Question[s] #6: Did the concept of God then initially represent the triumph of the subjective modality of the potentially invincible invisible over the objective modality of the apparently susceptible perceptible? [Is this why miracles are necessary?] Or is this question precisely the one that prompted the authors [or editors] of Genesis, Ezra, or Jeremiah to leave this tale [of Abraham] as Midrash rather than incorporate it into Scripture?
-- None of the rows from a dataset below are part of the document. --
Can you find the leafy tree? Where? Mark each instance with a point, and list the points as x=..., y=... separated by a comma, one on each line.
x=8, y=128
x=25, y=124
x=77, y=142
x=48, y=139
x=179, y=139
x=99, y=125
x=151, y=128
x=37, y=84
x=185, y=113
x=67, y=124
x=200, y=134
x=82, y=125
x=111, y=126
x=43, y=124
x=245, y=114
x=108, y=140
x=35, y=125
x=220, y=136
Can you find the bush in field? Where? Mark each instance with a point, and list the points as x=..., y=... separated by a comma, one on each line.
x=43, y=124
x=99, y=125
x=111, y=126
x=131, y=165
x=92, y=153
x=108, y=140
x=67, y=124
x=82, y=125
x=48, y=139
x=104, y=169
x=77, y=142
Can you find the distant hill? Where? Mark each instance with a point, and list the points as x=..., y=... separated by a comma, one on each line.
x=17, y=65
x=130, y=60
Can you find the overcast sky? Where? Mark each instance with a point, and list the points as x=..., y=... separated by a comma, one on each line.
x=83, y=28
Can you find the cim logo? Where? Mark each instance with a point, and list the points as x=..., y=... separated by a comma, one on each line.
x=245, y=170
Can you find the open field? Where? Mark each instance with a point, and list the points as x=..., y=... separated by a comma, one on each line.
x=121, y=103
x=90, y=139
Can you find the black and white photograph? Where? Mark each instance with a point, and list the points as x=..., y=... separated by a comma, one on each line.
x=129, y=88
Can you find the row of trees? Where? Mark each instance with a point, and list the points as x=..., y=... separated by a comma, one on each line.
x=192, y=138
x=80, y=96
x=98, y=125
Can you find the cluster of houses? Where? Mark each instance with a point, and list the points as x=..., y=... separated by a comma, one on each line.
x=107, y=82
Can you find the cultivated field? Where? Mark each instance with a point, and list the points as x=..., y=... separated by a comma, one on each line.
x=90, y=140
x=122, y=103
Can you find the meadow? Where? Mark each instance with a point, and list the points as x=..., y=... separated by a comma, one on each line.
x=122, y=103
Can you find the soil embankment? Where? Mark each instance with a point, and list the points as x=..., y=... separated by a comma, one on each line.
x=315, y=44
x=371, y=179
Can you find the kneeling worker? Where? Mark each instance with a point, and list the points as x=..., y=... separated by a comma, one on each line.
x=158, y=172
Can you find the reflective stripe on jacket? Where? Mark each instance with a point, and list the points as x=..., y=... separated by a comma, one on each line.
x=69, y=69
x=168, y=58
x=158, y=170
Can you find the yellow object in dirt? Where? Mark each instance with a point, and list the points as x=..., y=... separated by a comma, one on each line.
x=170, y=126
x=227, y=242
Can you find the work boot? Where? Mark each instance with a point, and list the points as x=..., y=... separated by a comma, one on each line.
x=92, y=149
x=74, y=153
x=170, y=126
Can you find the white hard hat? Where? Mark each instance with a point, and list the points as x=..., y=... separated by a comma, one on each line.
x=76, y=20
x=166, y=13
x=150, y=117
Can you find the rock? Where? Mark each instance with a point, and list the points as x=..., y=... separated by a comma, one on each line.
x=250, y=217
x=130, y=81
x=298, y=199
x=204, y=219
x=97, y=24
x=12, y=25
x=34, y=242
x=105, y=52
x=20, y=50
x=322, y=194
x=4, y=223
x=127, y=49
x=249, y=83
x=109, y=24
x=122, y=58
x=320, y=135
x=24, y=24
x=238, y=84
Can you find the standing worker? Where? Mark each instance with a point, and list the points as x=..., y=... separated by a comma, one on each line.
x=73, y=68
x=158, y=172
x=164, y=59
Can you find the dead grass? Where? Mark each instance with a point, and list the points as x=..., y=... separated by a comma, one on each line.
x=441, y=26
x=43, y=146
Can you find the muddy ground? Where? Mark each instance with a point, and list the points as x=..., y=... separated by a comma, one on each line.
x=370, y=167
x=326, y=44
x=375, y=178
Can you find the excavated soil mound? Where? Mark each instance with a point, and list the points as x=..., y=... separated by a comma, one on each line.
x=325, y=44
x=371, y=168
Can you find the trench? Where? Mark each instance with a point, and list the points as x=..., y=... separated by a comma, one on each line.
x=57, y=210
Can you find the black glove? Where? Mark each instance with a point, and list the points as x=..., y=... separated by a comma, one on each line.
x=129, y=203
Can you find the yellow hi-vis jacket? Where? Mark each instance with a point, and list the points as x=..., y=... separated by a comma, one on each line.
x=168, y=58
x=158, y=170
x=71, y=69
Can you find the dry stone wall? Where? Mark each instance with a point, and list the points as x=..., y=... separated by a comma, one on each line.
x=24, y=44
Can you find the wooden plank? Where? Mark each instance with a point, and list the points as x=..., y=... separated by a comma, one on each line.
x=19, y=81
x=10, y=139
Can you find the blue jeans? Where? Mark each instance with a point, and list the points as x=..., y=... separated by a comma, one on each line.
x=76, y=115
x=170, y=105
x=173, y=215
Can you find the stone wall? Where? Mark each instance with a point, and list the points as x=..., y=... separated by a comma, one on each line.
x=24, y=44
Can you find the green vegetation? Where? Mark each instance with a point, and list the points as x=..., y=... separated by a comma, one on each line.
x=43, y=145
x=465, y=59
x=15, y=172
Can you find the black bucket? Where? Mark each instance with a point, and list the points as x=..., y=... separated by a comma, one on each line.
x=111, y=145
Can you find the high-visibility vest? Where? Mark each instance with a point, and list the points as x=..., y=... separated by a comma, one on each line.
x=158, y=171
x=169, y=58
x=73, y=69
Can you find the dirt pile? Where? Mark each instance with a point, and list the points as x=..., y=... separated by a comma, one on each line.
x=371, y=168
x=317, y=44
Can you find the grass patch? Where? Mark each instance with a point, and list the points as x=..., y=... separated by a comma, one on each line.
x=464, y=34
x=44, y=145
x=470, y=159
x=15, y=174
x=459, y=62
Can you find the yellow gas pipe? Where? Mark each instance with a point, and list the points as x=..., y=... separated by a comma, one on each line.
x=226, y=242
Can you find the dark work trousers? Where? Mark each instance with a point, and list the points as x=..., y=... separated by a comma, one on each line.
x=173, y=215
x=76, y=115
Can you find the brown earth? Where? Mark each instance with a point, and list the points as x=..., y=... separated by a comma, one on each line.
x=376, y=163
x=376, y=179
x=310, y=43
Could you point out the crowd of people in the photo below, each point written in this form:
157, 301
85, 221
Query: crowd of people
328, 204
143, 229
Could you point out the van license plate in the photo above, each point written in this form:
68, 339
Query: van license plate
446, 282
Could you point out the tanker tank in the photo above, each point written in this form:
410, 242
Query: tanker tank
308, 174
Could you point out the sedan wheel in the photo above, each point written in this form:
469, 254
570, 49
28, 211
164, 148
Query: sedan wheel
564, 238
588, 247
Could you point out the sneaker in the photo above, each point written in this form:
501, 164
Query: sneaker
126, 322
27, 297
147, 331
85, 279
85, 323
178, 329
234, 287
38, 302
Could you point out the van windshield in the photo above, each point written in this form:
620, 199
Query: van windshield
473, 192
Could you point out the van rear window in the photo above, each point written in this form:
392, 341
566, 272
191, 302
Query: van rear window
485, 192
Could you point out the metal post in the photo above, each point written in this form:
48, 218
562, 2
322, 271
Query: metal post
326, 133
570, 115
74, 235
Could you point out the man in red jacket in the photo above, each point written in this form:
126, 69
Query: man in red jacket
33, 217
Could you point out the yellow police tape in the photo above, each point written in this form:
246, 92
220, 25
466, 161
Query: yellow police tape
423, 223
Might it also be, perhaps, that the human spirit was humbly beginning to realize the limits of its intelligence - that there could be many questions which lay far beyond the capability of human understanding?

Evidence:-

My religion consists of a humble admiration
of the illimitable superior spirit who reveals
himself in the slight details we are able to
perceive with our frail and feeble minds.

-Albert Einstein

Why is it necessary to impose our obviously limited perspective upon the infinite or incomprehensible and, worse, to demand some consensus therefrom? Or should we grudgingly confine ourselves to trying to discern what has been called in modern [particularly Catholic] theology - "the human face of God", i.e, those aspects of the Almighty which might be both relevant and simple to the human psyche? In this sense alone might not the trinitarian concept of Jesus [as a part of God] become even minutely acceptable to the Jewish spirit?



Country Bumpkin (Hick) #1:-"There ain't no God!"
Country Bumpkin (Hick) #2:-"
Oh, yeah? Then jest what is it that ain't?"